The next set of issues that I've seen become issues in the church today are singleness, homosexuality, divorce, and complimentary view of marriage (as opposed to submission).  This summer I had to explain to my girls that my parents are divorced and what that means.  It came up again when we read Matthew and we read that Joseph had it in his mind to divorce Mary quietly!  Divorce is the one area that I had wished the others had talked about more thoroughly, specifically in light of abuse.  It is mentioned, but I found myself still left with some questions after I read what the authors had written.  I did agree with what they said, but I had hoped for a more in-depth discussion of what abuse is.  In the book, only physical abuse was considered abuse worthy of marital separation.  Perhaps, the information I desire would be more of a chapter that examines the beliefs of Christian feminists.
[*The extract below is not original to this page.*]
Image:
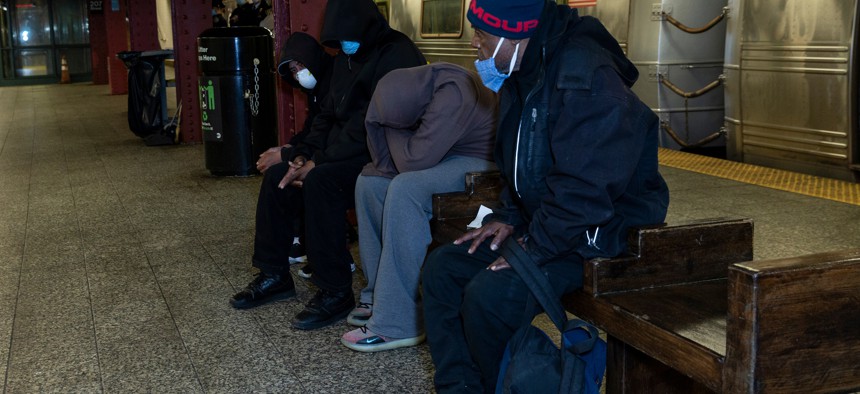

The preface to the second edition explains the differences between the first and second editions.  Specifically, there's a new chapter on marriage, family and the church (family worship), discussions of current debates about homosexuality, singleness, divorce, and remarriage, and more discussion about teens.  Often I am faced with the question when I'm buying a book whether I should buy the new updated edition or a less expensive used copy of a book.  In the case of this book, I would definitely recommend the updated edition.

Truly our marriages and families are under attack.  If you haven't examined before what the Bible says about any of the issues I've mentioned above, I'd encourage you to read this book.  It is a great resource.  One quick warning though--it is more of a reference book and isn't a light hearted easy read.  But, I think it's a good book for any family to have on their bookshelf so that they can answer questions that come up--whether from friends or from your own children.

Please note that I received a complimentary copy of this book from Crossway Books for review.